A Threshold Question
Yellow Ground. Hay. Brinjal. Book Room Red. Several trips to the hardware store and many coats later, Farrow & Ball’s Book Room Red triumphed and is now the “pop” of color on the otherwise muted façade of our latest rehab project, creeping towards completion.
This was a critical decision, not just because the house sits barely ten feet from the road. I felt strongly that the color should be bold, but also “of the house”. The rehabilitation had peeled back layers of paint from different eras, revealing a variety of hues. Sometimes, in the process of scraping, I would stand back and think, “There! That’s so beautiful!” – not the color itself, but the pattern of layers. In some places, it felt right to simply apply a clear coat instead of new paint to encapsulate the layers (of, yes, lead paint) and leave them exposed as a “window” to the past.
Among the grays and blues that prevailed throughout the interior, there were moments of robust, earthy colors like yellow ochre and terra-cotta red. Both directions seemed appropriate for the front screen door, especially since the clapboards and trim are Mizzle and Pigeon (also F&B), respectively. Though my instincts whispered terra cotta, I shied away from a “pink” door and went for yellow. My first try – Yellow Ground – seemed too insecurely assertive. My second try – Hay – looked downright meek by comparison. Our family had recently visited George Washington’s Mount Vernon, where I “discovered” and ultimately embraced glossy exterior paint. I took note of the vivid aubergine and teal doors. And so next I tried Farrow & Ball’s Brinjal, with great encouragement from my husband David, whose color sense is usually spot on.

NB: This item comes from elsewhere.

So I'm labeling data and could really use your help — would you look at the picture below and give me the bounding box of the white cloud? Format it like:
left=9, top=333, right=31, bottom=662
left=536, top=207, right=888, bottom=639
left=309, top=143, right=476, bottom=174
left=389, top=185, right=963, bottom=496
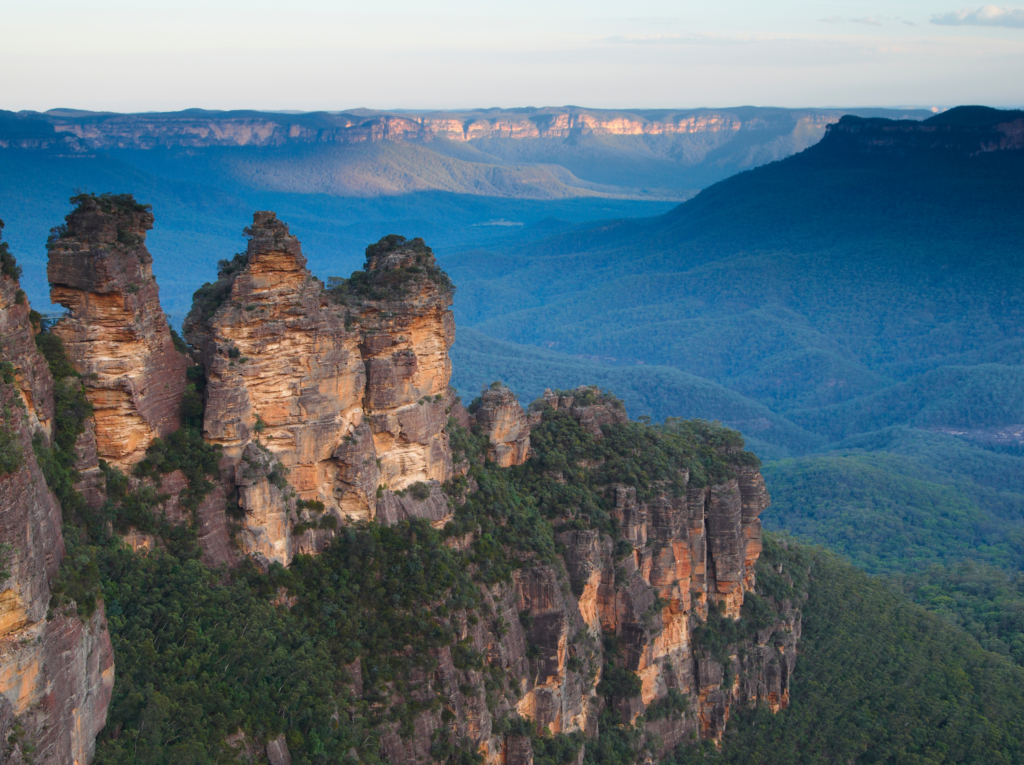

While I love the color, it didn’t sit right on the house. Since I’d already veered into that part of the rainbow (and because I had draped a serendipitously colored Turkish rug over a porch rocker to air out), I finally took the plunge for pink – actually Book Room Red, a richer version of the Red Earth I had already applied to the interior staircase.
As they say, the fourth time is the charm. Perhaps 100 years – and many more layers of paint – from now, some other preservationist will discover “the yellow/purple/pink door” and smile.